The Core i7 920 loses in two cases, wins in 20, and ties in the gaming cases.

I'll get to the punch line right now.

For gamers, who have a nice video card - say at least an ATI Radeon HD 4830 or Nvidia 8800GT - and game in at least 1280x1024 with some eye candy turned on - the processor does not matter much, and I really doubt they would notice a performance difference between the $1400 QX9770, the $200+ more expensive Core i7 920 setup, or a Phenom II X4 940 running even at stock speed. The GPU matters far more in this situation, and they'd get more gaming bang for the buck by getting a better video card than a "faster" processor.

For business use, Business Winstone puts the Phenom II X4 940 right at the top of the heap - beating the much more expensive Intel setups as well as its less expensive predecessor - but frankly, even the older Phenom X4 9950 is more than enough horse power for most business uses.

For casual home use, all of these processors are way over powered, so take your pick.

Now we come to the category where the Phenom II X4 940 is not the best choice: video transcoding and graphics rendering.

If you are a video professional, and make money transcoding and rendering, spend the bucks on a high end Core i7 system - you will spend a lot more, but you will also render & transcode far faster.

Mind you, with both Nvidia and ATI releasing GPU accelerated transcoding software, and GPU accelerated rendering for non-gaming professional applications starting to appear, even this category may not need the raw processor performance of a Core i7 system that much longer.

Now some of you may argue with my conclusion, saying that more processor power never hurts. You'd be partially correct in the absolute sense - however for high end gaming, with the current generation of GPU's, it simply does not matter much - once you reach a certain level of processor performance required to keep the hungry GPU's fed.

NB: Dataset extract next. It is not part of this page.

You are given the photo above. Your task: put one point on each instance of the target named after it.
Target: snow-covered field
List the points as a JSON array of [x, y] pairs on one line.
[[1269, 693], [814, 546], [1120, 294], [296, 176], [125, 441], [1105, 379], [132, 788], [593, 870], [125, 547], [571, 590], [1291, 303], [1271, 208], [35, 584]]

Personally, if I was building a gaming machine right now, I'd probably get a Phenom II X4 940 with a nice 780GX or 790GX motherboard with good DDR2 memory, and spend whatever I had available to buy the most GPU power I may need - an Radeon HD 4830 or Nvidia 8800GT thru 4870's CrossFired or the upcoming GT295 SLI'd. Most users would find a single HD 4830 or 8800GT could do the trick.

If I needed a video editing / transcoding / rendering machine, I'd bite the bullet and get a Core i7 940 or 960, and save money on the video card - unless those GPU based transcoders and renderers can make good use of it.

Who knows - maybe the next generation (or two) of GPU's will change the CPU/GPU balance once again and need more powerful CPU's to feed them - but currently, a Phenom II 940 will do just fine, at a quite affordable price.